Introduction

Retinitis pigmentosa (RP) is one of the most common inherited retinal dystrophies, and is complicated by the onset of cystoid macular edema (ME) in approximatively 10–50% of cases1,2. The pathogenesis is still poorly understood and the current hypotheses involve the breakdown of the blood-retinal barrier (BRB), the dysfunction of retinal pigment epithelium (RPE) pumps, the impairment of macular Müller cells, as well as the presence of autoimmune-related phenomena and vitreous traction3. Current therapeutic options rely on topical or systemic carbonic anhydrase inhibitors, nonsteroidal anti-inflammatory drugs, steroids, anti-vascular endothelial growth factors and nutraceutical supplementations, with ME often assuming chronic or recurrent courses3,4,5,6. Multimodal imaging techniques now offer a more thorough, non-invasive way of investigating the characteristics and impairment of retinal and choroidal structures.

The main aim of the present study was to assess quantitative quantitative OCT-based imaging findings in a cohort of RP patients, to characterize the morphological features associated with the presence of ME and to investigate the clinical impact of ME on visual function and outcome.

Materials and methods

The study was designed as a prospective, observational case series and included a 1-year follow-up. Patients affected by genetically confirmed RP were recruited in the Retinal Heredodystrophy Unit of the Department of Ophthalmology of IRCCS San Raffaele Scientific Institute (Milan, Italy). The study was approved by the ethical committee of IRCCS San Raffaele Scientific Institute (NET-2016-02363765), guaranteeing it would be carried out in accordance with the Declaration of Helsinki. Signed informed consent was obtained from all patients before they were included in the study.

The inclusion criteria were the genetically confirmed diagnosis of RP and age > 18 years. The exclusion criteria were macular atrophy or other causes of poor fixation, refractive errors greater than ± 3D, high media opacity, any other retinal and/or optic nerve diseases (e.g., diabetic retinopathy, glaucoma), any ophthalmic surgery in the last 6 months before inclusion in the study, and any systemic condition potentially affecting the results of the analyses. Furthermore, we carefully inspected the vitreoretinal interface imaging features to exclude RP eyes displaying an evident epiretinal membrane (ERM) or an incomplete posterior vitreous detachment, with vitreoretinal traction. We included only one randomly selected eye in the statistical analysis, for the entire cohort of RP patients. The "Results" section records only the prevalence of bilateral ME and the clinical course over the follow-up.

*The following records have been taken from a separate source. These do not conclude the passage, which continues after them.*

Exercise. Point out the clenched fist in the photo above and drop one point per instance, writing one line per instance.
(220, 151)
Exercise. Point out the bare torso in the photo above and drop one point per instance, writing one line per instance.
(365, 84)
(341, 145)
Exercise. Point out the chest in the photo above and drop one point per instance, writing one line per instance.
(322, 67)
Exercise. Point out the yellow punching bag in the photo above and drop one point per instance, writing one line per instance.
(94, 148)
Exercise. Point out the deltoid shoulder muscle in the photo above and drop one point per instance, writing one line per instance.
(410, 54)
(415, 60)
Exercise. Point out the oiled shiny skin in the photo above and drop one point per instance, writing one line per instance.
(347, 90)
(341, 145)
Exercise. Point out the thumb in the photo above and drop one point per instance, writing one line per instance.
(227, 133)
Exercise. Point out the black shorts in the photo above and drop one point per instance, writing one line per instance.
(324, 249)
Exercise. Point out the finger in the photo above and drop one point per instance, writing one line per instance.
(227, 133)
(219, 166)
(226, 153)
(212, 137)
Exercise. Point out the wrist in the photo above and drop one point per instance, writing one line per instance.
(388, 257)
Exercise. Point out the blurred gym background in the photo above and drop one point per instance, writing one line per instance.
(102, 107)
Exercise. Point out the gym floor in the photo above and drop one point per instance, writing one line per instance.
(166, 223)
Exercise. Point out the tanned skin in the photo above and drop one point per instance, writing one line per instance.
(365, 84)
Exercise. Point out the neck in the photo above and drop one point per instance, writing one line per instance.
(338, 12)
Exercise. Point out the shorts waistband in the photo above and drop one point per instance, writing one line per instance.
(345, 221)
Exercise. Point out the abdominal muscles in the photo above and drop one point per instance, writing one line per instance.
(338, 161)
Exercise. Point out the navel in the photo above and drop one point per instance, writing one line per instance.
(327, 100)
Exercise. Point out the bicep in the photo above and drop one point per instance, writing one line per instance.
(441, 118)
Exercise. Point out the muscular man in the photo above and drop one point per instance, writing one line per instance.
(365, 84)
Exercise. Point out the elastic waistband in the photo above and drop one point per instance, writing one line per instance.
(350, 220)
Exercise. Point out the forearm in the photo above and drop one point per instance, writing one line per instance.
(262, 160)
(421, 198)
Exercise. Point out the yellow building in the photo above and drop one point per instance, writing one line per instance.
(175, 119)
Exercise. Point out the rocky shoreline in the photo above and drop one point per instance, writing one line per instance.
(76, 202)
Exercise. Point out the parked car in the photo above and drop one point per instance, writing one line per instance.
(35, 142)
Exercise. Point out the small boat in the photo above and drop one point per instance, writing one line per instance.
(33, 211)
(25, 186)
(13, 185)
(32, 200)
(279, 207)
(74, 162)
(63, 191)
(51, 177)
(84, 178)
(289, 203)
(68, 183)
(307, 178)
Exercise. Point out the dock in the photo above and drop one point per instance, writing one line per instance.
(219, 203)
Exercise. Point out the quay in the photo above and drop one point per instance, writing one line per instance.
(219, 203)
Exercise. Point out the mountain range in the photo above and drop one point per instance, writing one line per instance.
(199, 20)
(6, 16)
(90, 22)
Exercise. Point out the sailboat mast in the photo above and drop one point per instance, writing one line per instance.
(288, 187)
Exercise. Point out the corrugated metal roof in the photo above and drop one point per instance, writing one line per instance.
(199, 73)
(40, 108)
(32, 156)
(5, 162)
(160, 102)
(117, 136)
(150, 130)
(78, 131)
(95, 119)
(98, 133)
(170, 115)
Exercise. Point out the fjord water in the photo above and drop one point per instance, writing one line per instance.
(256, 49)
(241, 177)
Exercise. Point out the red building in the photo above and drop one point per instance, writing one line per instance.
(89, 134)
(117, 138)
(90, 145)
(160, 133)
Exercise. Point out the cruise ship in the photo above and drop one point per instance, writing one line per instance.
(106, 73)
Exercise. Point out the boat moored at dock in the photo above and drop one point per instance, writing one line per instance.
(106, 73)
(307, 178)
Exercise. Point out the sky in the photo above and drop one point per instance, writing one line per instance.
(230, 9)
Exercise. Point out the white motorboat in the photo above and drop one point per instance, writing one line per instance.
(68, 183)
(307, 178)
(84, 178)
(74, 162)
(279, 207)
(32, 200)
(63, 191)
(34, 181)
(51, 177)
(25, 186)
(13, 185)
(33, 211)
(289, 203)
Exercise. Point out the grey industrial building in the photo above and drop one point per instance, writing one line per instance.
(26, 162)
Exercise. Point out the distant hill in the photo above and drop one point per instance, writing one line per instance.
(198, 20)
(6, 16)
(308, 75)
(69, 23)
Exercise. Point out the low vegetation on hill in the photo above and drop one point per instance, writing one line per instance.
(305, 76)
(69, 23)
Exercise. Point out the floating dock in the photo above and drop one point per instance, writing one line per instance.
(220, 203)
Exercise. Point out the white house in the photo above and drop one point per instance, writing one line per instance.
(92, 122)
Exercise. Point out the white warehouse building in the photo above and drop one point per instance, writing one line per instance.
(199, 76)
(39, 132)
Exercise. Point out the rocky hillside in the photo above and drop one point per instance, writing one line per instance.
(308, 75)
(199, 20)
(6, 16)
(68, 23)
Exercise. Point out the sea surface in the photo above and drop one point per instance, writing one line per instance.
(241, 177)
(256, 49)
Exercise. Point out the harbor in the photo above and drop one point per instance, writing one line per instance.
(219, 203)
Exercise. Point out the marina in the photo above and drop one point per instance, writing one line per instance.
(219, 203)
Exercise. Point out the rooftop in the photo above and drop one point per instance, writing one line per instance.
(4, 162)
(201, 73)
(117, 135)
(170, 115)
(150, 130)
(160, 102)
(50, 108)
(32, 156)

The ophthalmologic examination included best corrected visual acuity (BCVA) measurement, performed by means of the standard Early Treatment Diabetic Retinopathy Study (ETDRS) chart, slit-lamp anterior and posterior segment evaluation, and Goldmann applanation tonometry. RP eyes affected by ME were treated with topical or systemic drugs, at the ophthalmologists’ discretion.

Multimodal imaging included fundus blue autofluorescence (FAF), structural optical coherence tomography (OCT) (Spectralis HRA2 + OCT, Heidelberg Engineering; Heidelberg, Germany), and OCT angiography (OCTA) (Swept source DRI Triton Topcon, Topcon inc., Japan). Structural OCT image protocol included radial, raster and dense foveal scans with enhanced depth imaging (EDI). OCTA acquisitions included 4.5 × 4.5 mm and 12 × 12 mm foveal scans showing Topcon quality index > 70.

The quantitative assessment of structural OCT images included a global analysis and a detailed analysis performed through an ETDRS-9 sectors grid (central, inner nasal, inner superior, inner temporal, inner inferior, outer nasal, outer superior, outer temporal, outer inferior).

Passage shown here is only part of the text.